Ladies and gentlemen, I can’t think of a better example of our state’s vanity and obsession with celebrity than this – except maybe calf implants. Not satisfied with merely looking hot, West Los Angeles must strive for looking hawt. And what, you may be asking, is the difference between hot and hawt? Hotties want haircuts that look sexy. Hawties want the same scissors being used on their heads as on the perfectly-coiffed ‘do of Iman in a salon located next to the Beverly Center, which then gives easy access to the same Dior and Dolce & Gabbana outlets where some chick from “Grey’s Anatomy” probably shopped the other day. The logic here seems to be, if it works on a celeb, it must be worth more than ten times the price at Supercuts.

Needless to say, I’ve never really understood West L.A.’s compulsion for hawtness. I can understand that celebrities and figures in the entertainment industry have to look good, but what about the old man running the furniture store? He is forty years my senior – why does he have less wrinkles on his face than me? It’s as if everyone bounded between the 101 and the 10 freeways thinks that tomorrow’s going to be the day when they’re finally discovered.

But perhaps West L.A. feels it has a reputation to live up to. It is, after all, the epicenter of a culture recognized around the world, or at least any place with Life & Style on the magazine rack. Santa Monica and Beverly Hills are supposed to be beautiful places filled with beautiful stars and luxuries ornate and frivolous enough to put the kids on “My Super Sweet 16” to shame. Maybe in that sense the people aren’t hoping to perform, but continuously performing?

If you think about it, they do a good job. There are really good looking people sipping their pomegranate lemonade at the Beverly Center food court. Whatever stylist or plastic surgeon they’re visiting has talent. You make the conjecture, in fact, that they probably do modeling gigs or television spots. And do they? It’s possible, but they likely just know somebody who does, or have been trying and failing for the past two years to do it. The fact that they look star-quality, though, makes them even more attractive than they already are, because we put celebrities on such a pedestal – but that’s another column.

So now I’m curious: is the John Frieda Salon asking for more than the price of a Nintendo Wii because hawties are gullible? Or are they genuinely fantastic, mind-blowing haircuts that make customers look like Hollywood royalty? Despite having myself lived in West L.A. for a little while, rarely, if ever, had I ventured into the strange fantasy-land surrounding Melrose Place. Places like John Frieda were a mystery to me.

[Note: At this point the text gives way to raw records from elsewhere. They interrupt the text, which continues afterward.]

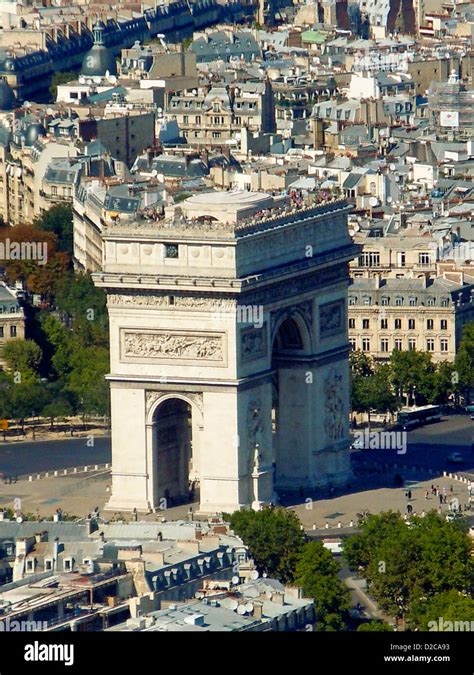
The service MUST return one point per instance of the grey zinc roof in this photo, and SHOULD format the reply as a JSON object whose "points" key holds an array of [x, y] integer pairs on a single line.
{"points": [[65, 531]]}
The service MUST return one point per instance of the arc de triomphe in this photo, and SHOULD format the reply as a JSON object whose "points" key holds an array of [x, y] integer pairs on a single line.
{"points": [[229, 351]]}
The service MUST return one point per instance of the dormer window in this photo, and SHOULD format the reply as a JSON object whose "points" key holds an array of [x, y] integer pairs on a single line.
{"points": [[171, 250]]}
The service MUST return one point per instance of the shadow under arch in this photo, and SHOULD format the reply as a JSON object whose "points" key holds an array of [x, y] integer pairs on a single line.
{"points": [[175, 477], [291, 347]]}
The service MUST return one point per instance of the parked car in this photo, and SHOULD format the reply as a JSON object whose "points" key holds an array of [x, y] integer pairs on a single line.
{"points": [[456, 458]]}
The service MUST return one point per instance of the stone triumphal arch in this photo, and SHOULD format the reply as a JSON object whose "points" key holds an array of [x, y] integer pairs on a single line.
{"points": [[229, 351]]}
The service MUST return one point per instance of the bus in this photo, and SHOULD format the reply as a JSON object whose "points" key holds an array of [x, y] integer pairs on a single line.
{"points": [[409, 418]]}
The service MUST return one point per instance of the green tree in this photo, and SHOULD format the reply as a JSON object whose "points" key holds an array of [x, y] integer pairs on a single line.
{"points": [[59, 407], [59, 221], [38, 275], [84, 306], [464, 361], [412, 375], [28, 399], [444, 383], [370, 386], [24, 357], [87, 380], [60, 78], [405, 562], [274, 538], [374, 627], [317, 573]]}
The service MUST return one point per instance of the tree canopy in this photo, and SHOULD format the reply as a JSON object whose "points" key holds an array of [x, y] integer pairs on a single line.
{"points": [[406, 561]]}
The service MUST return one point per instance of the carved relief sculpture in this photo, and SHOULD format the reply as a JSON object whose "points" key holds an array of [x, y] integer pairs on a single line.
{"points": [[167, 345], [334, 406]]}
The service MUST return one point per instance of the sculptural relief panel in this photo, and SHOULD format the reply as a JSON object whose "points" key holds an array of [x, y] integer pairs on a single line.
{"points": [[171, 346]]}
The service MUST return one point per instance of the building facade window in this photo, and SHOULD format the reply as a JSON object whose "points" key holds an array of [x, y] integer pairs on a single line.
{"points": [[370, 259], [171, 250]]}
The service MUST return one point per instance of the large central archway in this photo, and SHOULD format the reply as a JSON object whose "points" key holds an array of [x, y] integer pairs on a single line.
{"points": [[175, 477], [291, 403]]}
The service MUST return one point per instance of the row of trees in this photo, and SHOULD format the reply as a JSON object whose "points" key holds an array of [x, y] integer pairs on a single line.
{"points": [[417, 571], [411, 378], [59, 370], [279, 549]]}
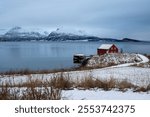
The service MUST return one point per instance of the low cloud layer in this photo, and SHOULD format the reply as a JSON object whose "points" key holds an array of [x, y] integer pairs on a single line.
{"points": [[104, 18]]}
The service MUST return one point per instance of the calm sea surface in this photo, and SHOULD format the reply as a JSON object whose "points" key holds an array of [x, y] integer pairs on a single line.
{"points": [[53, 55]]}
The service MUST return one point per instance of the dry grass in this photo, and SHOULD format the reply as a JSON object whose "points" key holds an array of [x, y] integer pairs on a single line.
{"points": [[51, 89]]}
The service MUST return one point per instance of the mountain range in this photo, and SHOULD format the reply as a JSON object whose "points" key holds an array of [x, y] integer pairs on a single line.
{"points": [[20, 34]]}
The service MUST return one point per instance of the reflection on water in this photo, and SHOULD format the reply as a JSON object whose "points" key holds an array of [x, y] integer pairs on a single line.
{"points": [[52, 55]]}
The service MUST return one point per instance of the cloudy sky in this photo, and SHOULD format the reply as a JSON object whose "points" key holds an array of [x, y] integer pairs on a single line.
{"points": [[103, 18]]}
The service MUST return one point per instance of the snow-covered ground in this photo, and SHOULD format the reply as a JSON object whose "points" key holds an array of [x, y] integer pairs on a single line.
{"points": [[104, 95], [135, 75]]}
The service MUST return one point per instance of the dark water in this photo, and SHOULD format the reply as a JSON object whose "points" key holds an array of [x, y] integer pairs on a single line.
{"points": [[53, 55]]}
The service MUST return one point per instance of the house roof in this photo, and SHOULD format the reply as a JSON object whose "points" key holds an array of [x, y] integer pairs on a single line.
{"points": [[105, 46]]}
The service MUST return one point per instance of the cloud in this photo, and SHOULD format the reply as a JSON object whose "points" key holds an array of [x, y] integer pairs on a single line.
{"points": [[115, 18]]}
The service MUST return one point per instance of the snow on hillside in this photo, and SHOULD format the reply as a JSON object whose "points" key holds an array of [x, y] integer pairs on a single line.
{"points": [[25, 32]]}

So I made an appointment.

The salon itself is enough of a head-trip to at least merit a hundred of those dollars, I conclude, although I’m not sure which part I like the best. Is it the crystal chandelier at the entrance? Could it be the swimming pool in the middle of the salon, apparently there solely for decorative purposes? Or, perhaps, might it be the hairstylist wearing an extravagant fur coat and red bandanna, like he’s a pirate Cruella de Vil? Pure entertainment.

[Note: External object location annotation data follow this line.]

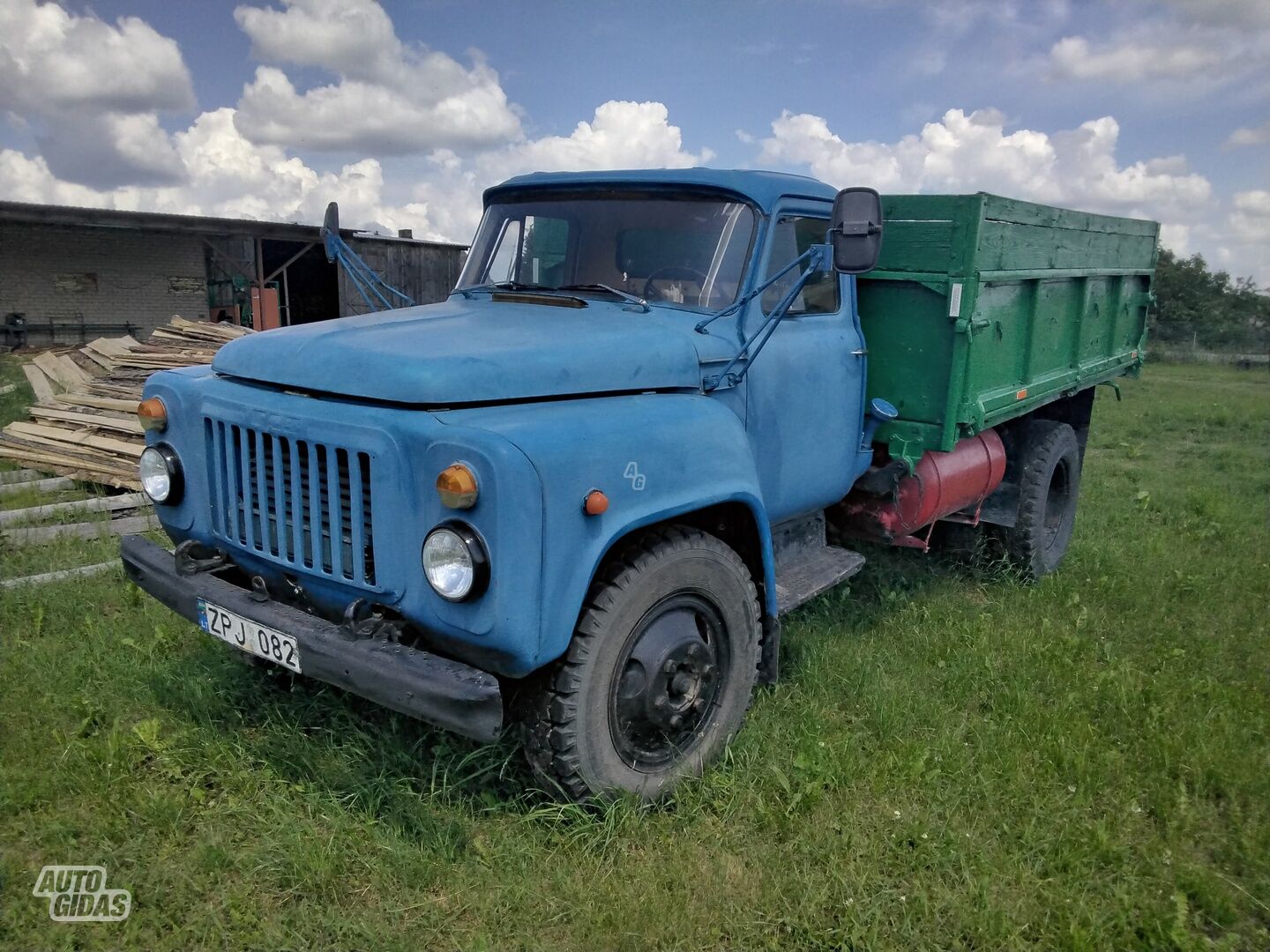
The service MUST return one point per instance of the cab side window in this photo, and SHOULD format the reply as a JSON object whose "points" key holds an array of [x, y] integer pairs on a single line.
{"points": [[791, 236]]}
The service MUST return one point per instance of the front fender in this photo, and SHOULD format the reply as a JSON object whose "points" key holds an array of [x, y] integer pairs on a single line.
{"points": [[655, 456]]}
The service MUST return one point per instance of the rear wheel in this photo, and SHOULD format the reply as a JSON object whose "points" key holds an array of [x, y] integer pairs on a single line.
{"points": [[658, 674], [1050, 467]]}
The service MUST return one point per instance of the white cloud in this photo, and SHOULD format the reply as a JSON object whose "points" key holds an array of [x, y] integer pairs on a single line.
{"points": [[967, 152], [1074, 57], [1250, 221], [227, 175], [222, 175], [90, 92], [621, 135], [1250, 136], [1177, 239], [54, 61], [390, 98], [1204, 43]]}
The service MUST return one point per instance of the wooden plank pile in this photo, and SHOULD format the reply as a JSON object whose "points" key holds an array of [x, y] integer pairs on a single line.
{"points": [[84, 421]]}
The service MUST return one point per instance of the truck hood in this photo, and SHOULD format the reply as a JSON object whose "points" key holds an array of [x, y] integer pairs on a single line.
{"points": [[474, 351]]}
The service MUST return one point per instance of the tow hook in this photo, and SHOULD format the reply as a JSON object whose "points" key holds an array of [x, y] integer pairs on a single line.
{"points": [[193, 557]]}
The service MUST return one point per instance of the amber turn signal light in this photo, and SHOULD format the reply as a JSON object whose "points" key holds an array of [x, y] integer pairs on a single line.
{"points": [[153, 415], [456, 487]]}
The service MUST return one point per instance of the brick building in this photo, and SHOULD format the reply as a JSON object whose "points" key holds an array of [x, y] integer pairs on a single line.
{"points": [[77, 273]]}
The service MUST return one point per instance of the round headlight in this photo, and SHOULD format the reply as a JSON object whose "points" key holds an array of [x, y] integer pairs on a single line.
{"points": [[455, 562], [161, 473]]}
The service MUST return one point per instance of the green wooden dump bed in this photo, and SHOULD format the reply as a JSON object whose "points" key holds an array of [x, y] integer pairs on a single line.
{"points": [[984, 308]]}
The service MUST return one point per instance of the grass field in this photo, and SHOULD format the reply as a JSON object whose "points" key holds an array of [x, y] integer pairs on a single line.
{"points": [[952, 761]]}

But the haircut? Well, I end up looking like I belong in 30 Seconds to Mars. Whoopee. Hawt? It might very well be, but it just reminds me of something Robin Williams once said: this is God’s way of telling you that you’ve made too much money. Life, liberty and the pursuit of hawtness are fine and dandy for West L.A., but in the end you’ve still spent three hundred dollars on a haircut.